In the context of hereditary diseases, consider the following statements : 1. Passing on mitochondrial diseases from parent to child can be prevented by mitochondrial replacement therapy either before or after in vitro fertilization of egg. 2. A child inherits mitochondrial diseases entirely from mother and not from father. Which of the statements given above is/are correct?

Explains that specialised reproductive cells (gametes) carry genetic material and that offspring get genetic material via gametes.

A student can combine this with the external fact that mitochondria (and their DNA) are primarily transmitted via the egg cytoplasm to reason that altering the egg's cytoplasm (as in mitochondrial replacement) could change mitochondrial inheritance.

Notes that each baby gets a mix of genetic information from both parents through gametes and that gametes determine inherited traits.

Use the idea that traits depend on gamete contents to infer that replacing the egg's mitochondrial content might prevent transmission of maternal mitochondrial variants.

States the general rule that both parents contribute genetic material and rules govern inheritance of traits.

A student could apply the concept of inheritance rules to consider a special case (non-nuclear inheritance) where only one parent's cytoplasmic elements are passed on, and therefore targeted replacement might alter transmission.

Poses the question of how equal genetic contribution is ensured, highlighting that mechanisms of gamete formation determine what is passed on.

From this, a student may reason that because gamete formation/mechanisms control inheritance, interventions at the gamete/egg level (mitochondrial replacement) could influence what is transmitted.

Provides an example where an intervention (condom) reduces transmission of disease during sexual activity.

As an analogy, a student could extrapolate that medical interventions exist that can prevent biological transmission, prompting investigation into whether a parallel intervention (mitochondrial replacement) could prevent hereditary transmission.

Mentions mitochondrial DNA (mt-DNA) as a distinct genetic material used to trace lineages, showing mtDNA is a recognizable hereditary component.

A student could combine this with the standard fact that mtDNA is inherited via the egg to infer that replacing mtDNA in the egg or early embryo might prevent transmission.

Explains that parents produce specialised gametes (eggs and sperm) that carry halves of genetic material and join to form a new cell, highlighting the distinction between pre-fertilization (egg) and post-fertilization (zygote) stages.

By noting the egg is a distinct manipulable gamete, a student could see why a technique applied to the egg before fertilization (spindle transfer) differs from one done after fertilization (pronuclear transfer).

Describes how germ cells take one chromosome from each pair and how fertilization restores the full chromosome set, illustrating the biological difference between processes acting on gametes versus on the fertilized cell.

A student could extend this to reason that interventions can be targeted either at germ cells (pre-fertilization) or at the combined cell (post-fertilization) to alter hereditary material passed on.

Refers to 'rules of heredity' governing how traits are inherited, providing a general framework that hereditary diseases follow predictable transmission patterns.

A student could apply these rules plus the specific maternal nature of mtDNA to evaluate whether manipulating the egg or embryo could interrupt predictable transmission of mitochondrial disease.

States the principle 'Prevention is better than cure,' which supports the idea of preventive medical interventions to stop disease transmission rather than treating disease after onset.

A student could use this policy/ethical guideline together with biological clues to justify investigating preventive techniques applied before or shortly after fertilization to avoid inheritable mitochondrial disease.

Mentions mitochondrial DNA (mt-DNA) studies used to trace prehistoric migrations, highlighting mt-DNA as a distinct genetic marker.
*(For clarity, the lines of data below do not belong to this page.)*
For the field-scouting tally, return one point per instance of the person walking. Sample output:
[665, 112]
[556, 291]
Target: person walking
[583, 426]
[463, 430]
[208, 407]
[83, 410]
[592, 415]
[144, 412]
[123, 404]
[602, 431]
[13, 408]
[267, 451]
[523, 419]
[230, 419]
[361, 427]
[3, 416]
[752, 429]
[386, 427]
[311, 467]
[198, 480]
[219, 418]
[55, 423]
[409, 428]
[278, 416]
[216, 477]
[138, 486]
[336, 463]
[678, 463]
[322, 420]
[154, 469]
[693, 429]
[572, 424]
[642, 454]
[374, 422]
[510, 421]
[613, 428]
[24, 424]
A student could combine this with the basic fact that mtDNA is often used to trace maternal lineages (because it is transmitted in a particular way) to investigate whether mtDNA — and thus mitochondrial diseases — show maternal-only inheritance.

Explains the general rule that nuclear chromosomes come one each from mother and father and that germ cells carry one chromosome of each pair.
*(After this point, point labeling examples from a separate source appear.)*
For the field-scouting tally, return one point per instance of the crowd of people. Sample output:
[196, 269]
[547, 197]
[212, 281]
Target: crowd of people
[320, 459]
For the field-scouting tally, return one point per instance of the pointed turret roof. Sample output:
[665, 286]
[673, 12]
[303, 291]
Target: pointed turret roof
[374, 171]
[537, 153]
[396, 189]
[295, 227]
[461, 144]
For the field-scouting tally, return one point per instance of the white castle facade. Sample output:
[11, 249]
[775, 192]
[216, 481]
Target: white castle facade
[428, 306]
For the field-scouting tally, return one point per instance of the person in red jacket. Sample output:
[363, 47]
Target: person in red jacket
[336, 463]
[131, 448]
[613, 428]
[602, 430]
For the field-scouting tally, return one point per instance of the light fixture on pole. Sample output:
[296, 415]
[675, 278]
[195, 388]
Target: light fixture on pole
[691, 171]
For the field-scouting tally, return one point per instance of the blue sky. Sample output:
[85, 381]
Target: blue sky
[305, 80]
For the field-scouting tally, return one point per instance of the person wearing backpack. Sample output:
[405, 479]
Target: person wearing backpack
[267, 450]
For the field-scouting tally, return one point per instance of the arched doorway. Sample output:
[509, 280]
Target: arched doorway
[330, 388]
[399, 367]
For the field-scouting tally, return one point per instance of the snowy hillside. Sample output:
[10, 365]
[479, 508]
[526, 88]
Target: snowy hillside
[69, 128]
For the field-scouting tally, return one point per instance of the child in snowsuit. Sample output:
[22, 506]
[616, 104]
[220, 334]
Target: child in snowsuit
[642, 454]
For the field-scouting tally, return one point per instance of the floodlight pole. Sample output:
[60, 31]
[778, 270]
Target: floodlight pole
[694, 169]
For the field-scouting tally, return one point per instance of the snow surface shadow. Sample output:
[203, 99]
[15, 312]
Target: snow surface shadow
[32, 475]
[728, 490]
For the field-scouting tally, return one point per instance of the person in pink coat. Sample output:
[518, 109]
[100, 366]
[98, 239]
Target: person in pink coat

By contrasting this biparental nuclear inheritance with mt-DNA as a separate entity, a student could explore whether mitochondria/mtDNA follow the same biparental pattern or an exception (e.g., maternal-only transmission).
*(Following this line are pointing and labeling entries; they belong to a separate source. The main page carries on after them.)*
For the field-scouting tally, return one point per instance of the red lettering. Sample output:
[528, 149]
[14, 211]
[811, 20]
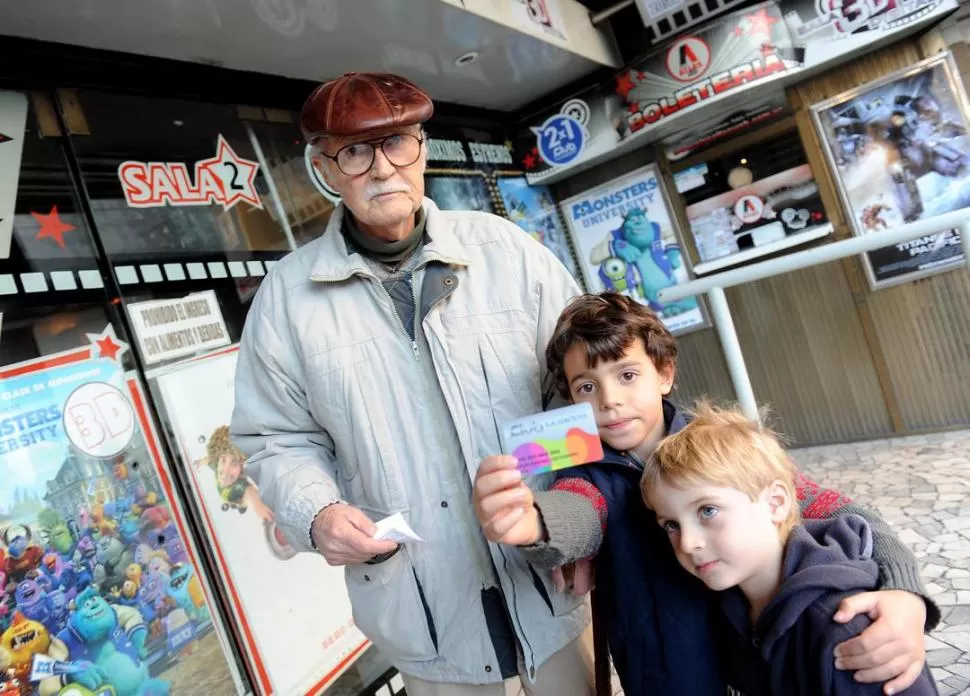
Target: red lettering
[210, 188]
[162, 185]
[134, 183]
[183, 184]
[686, 97]
[722, 82]
[635, 121]
[653, 113]
[86, 421]
[743, 73]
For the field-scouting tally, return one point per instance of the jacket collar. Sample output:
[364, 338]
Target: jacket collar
[334, 263]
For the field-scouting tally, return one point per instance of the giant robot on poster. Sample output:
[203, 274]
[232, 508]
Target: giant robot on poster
[912, 129]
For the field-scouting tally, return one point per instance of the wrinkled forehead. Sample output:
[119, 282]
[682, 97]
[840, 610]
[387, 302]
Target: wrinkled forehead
[331, 143]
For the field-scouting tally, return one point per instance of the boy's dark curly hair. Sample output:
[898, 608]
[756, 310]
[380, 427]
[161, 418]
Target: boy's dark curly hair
[605, 325]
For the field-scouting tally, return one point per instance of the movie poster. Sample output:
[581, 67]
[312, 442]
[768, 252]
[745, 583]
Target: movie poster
[293, 608]
[900, 151]
[460, 192]
[98, 585]
[626, 242]
[534, 210]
States the general rule that both father and mother contribute practically equal amounts of genetic material to the child for most traits.

A student can use this general rule as a baseline and then look for exceptions (like organelle genomes) to test if mitochondrial traits deviate from equal parental contribution.

Describes how gametes carry half the parent's genetic material and combine to give a full nuclear genome.

A student could use this description of nuclear gamete contribution to ask whether mitochondrial genomes are included in that gametic mixing or are transmitted by a different mechanism (e.g., predominantly via egg cytoplasm).